Almanya’ya tahsil amaçlı giden bir vatandaşımızla tanışıp İslâm’ı seçen Abdullah Halis’in Türkiye’de başına gelen ve Üstâd Kadir Mısıroğlu’yla paylaştığı ibretâmiz bir olay:
…Daha sonra bir Türk işçi ailesinin kızıyla evlenen ve ondan çocukları olan Abdullah Halis, Türkiye’yi sık sık ziyaret etmiş ve Türkiye’deki kalbur üstü âlimler ve şeyhlerle münâsebet tesis etmiştir. Bu münâsebetler neticesinde merhum Muzaffer Ozak Efendi’den hilafet almış ve sarıklı cübbeli bir hüviyete bürünmüştür.

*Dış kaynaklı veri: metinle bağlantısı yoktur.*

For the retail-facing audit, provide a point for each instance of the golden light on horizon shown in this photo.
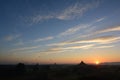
(97, 62)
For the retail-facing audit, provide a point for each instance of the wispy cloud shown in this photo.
(43, 39)
(97, 40)
(63, 49)
(100, 40)
(20, 42)
(73, 11)
(72, 30)
(100, 19)
(109, 29)
(39, 18)
(104, 46)
(25, 48)
(76, 10)
(11, 37)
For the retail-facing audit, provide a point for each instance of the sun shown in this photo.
(97, 62)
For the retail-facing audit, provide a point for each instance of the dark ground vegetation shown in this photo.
(59, 72)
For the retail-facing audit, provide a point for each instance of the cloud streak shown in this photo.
(76, 10)
(71, 12)
(25, 48)
(11, 37)
(43, 39)
(109, 29)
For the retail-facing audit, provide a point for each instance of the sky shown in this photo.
(59, 31)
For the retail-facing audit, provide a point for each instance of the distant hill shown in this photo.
(110, 63)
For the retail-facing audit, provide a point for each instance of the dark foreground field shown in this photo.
(59, 72)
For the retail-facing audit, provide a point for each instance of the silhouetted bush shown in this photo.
(20, 68)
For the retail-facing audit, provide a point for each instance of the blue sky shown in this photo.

Türkiye’ye geldiği bir sırada Sirkeci’de bir polis karşısında çıkmış ve kendisine kıyafetinden dolayı bağırıp çağırmaya başlamış. O da Türkçe karşılık verdiğinden ve konuşmasının yabancılığı anlaşılmayacak derecede selis olmasından dolayı bir Türk sanılarak kendisini Emniyet Müdürlüğü’nün bulunduğu Sansaryan Hanı’na getirmişler.
Yol boyunca hakaretler, itip kakmalar devam ettiği halde Abdullah Halis Alman olduğunu kasden söylememiş. Emniyette kendisini biraz patakladıktan sonra ifadesini almaya teşebbüs etmişler:
– Nüfus kağıdını ver! demişler.
Abdullah Halis Alman pasaportunu önlerine atınca polisler:
– Yahu sen Alman mısın? Deminden beri niye söylemiyorsun? diyerek özürler dilemişler.
Abdullah Halis kendilerine şu ibretlik sözlerle karşılık vermiş:
– Demin aslanlar gibi kükrüdüyordunuz! Beni çiğ çiğ yiyecektiniz! Şimdi bir Alman pasaportu görünce ıslak kediye döndünüz! Demek ki, ben Alman değil de, bir Türk vatandaşı olsaydım vay hâlime!..
Yahu siz bir Alman pasaportu karşısında böyle terbiyeli bir maymuna dönecek millet miydiniz? Ben bu kıyafetimle sizin dünyayı titreten ecdadınıza benzemeye çalışıyorum. Siz ise, benim kendilerinden kaçmaya çalıştığım Hans’lara benzemeye çalışıyorsunuz! Yazıklar olsun size ve sizi bu hale getirenlere!